Infor CloudSuite, LN, and M3 are the most common environments in aerospace. Integration typically touches the Project Ledger, Cost Management, and Accounts Payable modules. The expense tool must be able to read active WBS codes and cost elements from Infor and write approved transactions back to the correct GL accounts without manual intervention.
Expenses on government contracts must be coded to a specific contract line item number (CLIN), cost element, and cost pool — direct labor, ODC, or indirect. Infor's project structure supports this hierarchy, but the expense tool must enforce it at submission. Miscoded expenses on cost-plus contracts can result in disallowed costs during DCAA audit.
Yes. Vergo supports multi-entity structures, allowing expenses to be submitted and approved within one company but posted to intercompany project codes in Infor. This is common for aerospace contractors with separate legal entities for commercial and government work. Approval routing and cost element mapping are configured per entity.
Aerospace programs require approval chains tied to contract authority matrices, not org charts. The expense tool should support conditional routing — for example, expenses above a threshold or coded to a specific program require senior PM approval. Delegation rules for travel and escalation paths for policy exceptions are also essential for audit compliance.
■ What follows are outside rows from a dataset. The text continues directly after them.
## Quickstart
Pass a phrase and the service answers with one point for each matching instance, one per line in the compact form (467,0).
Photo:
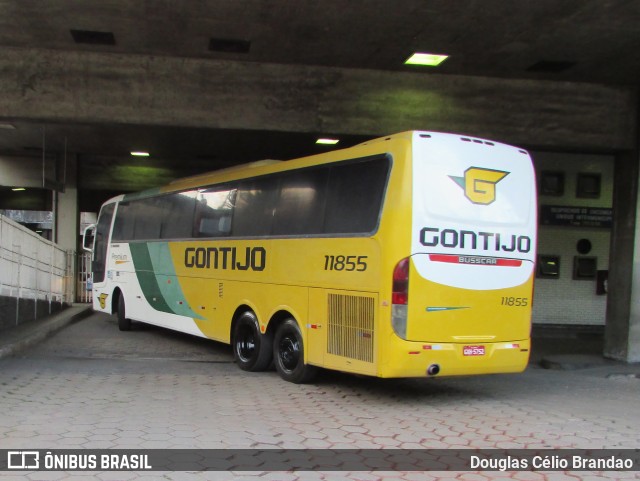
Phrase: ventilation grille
(351,327)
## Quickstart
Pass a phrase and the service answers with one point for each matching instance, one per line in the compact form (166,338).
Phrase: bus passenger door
(316,327)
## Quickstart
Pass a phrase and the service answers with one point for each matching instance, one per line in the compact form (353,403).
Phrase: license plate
(473,350)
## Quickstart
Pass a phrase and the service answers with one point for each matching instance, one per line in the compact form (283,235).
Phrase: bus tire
(288,354)
(252,350)
(124,324)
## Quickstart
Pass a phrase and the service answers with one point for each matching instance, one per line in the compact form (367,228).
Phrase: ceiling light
(428,59)
(93,37)
(327,141)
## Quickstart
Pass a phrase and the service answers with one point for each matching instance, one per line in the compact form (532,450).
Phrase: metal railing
(32,267)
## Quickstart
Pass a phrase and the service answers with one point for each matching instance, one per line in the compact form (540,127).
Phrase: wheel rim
(289,352)
(246,344)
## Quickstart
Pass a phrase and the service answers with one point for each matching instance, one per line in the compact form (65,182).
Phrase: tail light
(400,293)
(400,298)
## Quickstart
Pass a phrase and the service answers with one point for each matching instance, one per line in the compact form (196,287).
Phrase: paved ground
(92,386)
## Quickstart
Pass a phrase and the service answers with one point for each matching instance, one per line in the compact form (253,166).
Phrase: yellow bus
(406,256)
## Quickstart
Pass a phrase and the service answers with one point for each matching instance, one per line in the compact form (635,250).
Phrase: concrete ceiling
(593,41)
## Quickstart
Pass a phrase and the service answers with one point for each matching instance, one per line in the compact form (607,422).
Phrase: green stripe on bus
(147,278)
(168,281)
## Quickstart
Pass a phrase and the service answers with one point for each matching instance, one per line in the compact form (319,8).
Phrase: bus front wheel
(288,353)
(251,349)
(124,324)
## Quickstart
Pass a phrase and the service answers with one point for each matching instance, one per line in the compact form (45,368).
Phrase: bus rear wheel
(288,354)
(251,349)
(124,324)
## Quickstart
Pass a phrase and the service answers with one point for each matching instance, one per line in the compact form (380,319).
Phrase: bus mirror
(87,237)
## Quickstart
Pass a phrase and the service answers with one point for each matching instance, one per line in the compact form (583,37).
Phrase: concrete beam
(60,86)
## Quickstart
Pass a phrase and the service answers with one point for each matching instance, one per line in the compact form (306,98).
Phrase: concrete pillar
(622,330)
(67,216)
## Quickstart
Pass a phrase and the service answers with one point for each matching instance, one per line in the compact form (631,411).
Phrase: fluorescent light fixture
(428,59)
(327,141)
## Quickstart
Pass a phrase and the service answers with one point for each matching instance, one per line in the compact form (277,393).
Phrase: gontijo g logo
(480,184)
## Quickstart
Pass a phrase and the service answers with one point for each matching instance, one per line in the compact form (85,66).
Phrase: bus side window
(301,203)
(254,208)
(214,212)
(355,196)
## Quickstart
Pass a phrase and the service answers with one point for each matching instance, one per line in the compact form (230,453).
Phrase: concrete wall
(36,277)
(52,85)
(565,300)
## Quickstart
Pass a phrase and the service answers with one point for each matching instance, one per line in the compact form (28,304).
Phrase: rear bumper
(413,359)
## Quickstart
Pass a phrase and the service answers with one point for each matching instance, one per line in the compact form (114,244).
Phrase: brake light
(400,294)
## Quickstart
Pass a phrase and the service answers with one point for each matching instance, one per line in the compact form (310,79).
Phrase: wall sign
(558,215)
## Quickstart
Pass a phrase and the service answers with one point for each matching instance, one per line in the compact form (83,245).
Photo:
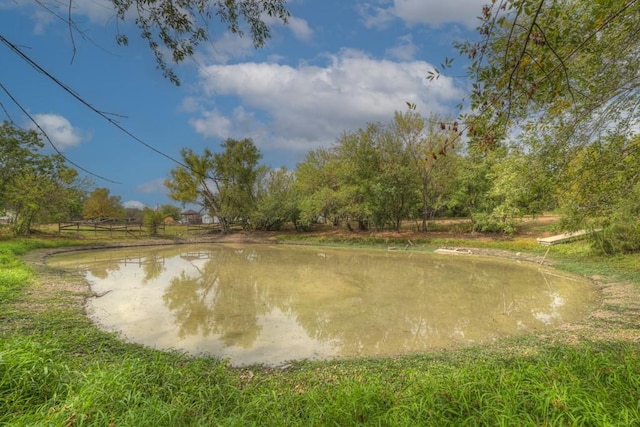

Vergo maintains a complete, timestamped audit trail for every expense: submission, approval steps, cost coding changes, and GL posting. This trail is exportable in formats suitable for DCAA or customer contract audits. Receipts are stored with the transaction record and cannot be deleted after approval, meeting federal contractor documentation requirements.
Generic tools lack construction and aerospace cost structures — they typically support department and category coding, not WBS, CLIN, or cost element hierarchies. This forces AP clerks to recode every transaction before posting to Infor, creating delays and introducing errors. On cost-plus contracts, miscoded expenses directly affect billing accuracy and audit outcomes.